Given this atmosphere, many business marketers believe they can sell their products only by deeply discounting them; however, this is not true. Suppliers can use three approaches to sell their products and services in the business marketplace.


The first approach is to sell on the basis of price. The only way to sustain this strategy is to slash costs to the bone and to try to trade higher volume (if attainable) for lower margins. This often becomes a dangerous balancing act that most firms cannot sustain.


The second approach is to claim exceptional value to realize higher prices. Unfortunately, salespeople often cannot substantiate these claims in any meaningful way. Therefore, this approach seldom works. Purchasing managers are too sophisticated to fall for a “trust us, we have additional value” appeal.


The third option is a customer value management approach. We think this is the best approach. It calls for using verifiable data to demonstrate and document the firm’s product or service value in monetary terms.

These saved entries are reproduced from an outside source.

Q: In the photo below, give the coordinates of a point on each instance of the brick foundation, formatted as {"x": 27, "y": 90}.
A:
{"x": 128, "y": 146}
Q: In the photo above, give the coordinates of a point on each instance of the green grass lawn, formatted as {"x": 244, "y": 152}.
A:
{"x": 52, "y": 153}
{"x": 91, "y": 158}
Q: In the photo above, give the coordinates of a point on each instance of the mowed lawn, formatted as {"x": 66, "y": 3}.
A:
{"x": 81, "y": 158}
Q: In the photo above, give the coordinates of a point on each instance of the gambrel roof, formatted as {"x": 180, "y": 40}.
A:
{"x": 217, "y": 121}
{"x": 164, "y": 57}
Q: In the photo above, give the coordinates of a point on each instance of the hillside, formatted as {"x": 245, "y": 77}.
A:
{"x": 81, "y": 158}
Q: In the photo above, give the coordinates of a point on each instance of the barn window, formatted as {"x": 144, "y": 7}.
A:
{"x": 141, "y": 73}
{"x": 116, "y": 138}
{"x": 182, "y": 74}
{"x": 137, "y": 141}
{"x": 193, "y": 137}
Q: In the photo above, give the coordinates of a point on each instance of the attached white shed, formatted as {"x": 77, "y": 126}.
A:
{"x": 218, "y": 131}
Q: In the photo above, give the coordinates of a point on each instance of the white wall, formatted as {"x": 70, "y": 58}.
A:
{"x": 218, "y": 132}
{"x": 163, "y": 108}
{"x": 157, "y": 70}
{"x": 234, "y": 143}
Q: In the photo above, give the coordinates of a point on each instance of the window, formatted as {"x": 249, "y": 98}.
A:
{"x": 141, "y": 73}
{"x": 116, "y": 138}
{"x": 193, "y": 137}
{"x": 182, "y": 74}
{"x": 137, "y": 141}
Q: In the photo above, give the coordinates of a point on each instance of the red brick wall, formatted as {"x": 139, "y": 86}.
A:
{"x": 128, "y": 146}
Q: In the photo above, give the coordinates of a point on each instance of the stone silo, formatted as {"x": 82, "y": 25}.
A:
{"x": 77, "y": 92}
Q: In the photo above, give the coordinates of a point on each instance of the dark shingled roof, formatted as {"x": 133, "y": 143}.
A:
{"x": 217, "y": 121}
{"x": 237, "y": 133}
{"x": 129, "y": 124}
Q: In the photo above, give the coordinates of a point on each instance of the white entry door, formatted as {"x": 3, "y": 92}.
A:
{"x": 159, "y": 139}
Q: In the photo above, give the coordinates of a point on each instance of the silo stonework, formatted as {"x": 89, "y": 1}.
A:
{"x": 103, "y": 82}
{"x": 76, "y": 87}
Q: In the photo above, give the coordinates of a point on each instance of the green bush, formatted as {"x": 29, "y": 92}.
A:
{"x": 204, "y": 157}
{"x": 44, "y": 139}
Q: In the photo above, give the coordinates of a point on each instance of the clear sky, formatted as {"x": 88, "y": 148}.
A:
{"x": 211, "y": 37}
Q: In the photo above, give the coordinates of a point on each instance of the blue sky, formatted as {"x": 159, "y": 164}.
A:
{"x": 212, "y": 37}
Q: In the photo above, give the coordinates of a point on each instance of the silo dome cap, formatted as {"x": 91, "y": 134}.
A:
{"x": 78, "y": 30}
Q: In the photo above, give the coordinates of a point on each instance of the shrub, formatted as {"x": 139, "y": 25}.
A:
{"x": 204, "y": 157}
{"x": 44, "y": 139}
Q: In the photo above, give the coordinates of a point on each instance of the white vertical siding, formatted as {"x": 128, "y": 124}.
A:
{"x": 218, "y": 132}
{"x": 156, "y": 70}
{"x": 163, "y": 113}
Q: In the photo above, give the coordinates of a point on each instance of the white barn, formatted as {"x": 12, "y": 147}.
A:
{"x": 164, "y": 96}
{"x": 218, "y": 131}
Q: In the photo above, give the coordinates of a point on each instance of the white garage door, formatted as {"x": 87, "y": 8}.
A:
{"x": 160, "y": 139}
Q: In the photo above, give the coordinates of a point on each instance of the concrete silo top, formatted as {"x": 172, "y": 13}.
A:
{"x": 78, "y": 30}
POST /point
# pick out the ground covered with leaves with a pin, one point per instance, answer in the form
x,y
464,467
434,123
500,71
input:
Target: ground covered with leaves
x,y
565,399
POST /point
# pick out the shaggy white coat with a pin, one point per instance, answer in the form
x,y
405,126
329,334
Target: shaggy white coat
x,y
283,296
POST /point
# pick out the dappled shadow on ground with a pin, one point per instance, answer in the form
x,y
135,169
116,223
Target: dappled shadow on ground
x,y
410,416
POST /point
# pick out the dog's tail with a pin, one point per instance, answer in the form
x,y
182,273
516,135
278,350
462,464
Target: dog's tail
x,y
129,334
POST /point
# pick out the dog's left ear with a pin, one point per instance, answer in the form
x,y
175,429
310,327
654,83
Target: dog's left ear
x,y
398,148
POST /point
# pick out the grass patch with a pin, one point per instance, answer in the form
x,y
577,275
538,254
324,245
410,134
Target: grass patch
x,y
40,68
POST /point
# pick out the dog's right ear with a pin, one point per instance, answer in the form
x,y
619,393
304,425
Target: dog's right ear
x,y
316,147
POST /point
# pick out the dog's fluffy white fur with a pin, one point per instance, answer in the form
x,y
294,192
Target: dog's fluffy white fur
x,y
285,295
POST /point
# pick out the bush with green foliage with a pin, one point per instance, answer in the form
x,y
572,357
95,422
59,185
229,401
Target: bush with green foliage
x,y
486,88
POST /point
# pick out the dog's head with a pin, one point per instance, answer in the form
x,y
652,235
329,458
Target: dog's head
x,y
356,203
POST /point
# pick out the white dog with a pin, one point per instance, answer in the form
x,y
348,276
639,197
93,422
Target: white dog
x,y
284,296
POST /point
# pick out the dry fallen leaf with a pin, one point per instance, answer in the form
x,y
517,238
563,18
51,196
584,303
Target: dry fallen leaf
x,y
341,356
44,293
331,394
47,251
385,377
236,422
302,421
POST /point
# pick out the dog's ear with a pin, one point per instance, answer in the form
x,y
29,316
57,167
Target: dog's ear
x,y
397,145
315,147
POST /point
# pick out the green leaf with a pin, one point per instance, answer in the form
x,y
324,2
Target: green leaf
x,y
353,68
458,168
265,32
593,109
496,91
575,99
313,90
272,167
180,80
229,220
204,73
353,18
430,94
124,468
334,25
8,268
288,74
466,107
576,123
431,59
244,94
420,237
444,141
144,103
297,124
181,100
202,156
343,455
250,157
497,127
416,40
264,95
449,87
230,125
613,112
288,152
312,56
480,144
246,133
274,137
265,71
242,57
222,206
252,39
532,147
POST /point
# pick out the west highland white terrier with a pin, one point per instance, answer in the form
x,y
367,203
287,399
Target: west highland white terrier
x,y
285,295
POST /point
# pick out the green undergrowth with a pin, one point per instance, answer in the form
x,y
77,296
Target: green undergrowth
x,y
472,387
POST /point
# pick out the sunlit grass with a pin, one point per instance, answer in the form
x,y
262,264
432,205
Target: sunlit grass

For a moment, put yourself in the role of a commercial grower. Two suppliers are offering you mulch film, a thin plastic sheet placed on the ground to hold in moisture, prevent weed growth and allow vegetables to be planted closer together. Supplier A comes to you with this proposition: “Trust us. Our mulch film will lower your costs.” Supplier B comes to you with this proposition: “We just lowered the cost of your mulch film by $16.83 per acre.” Supplier B also offers to show you exactly how it determined that figure. Which supplier’s value proposition is more persuasive?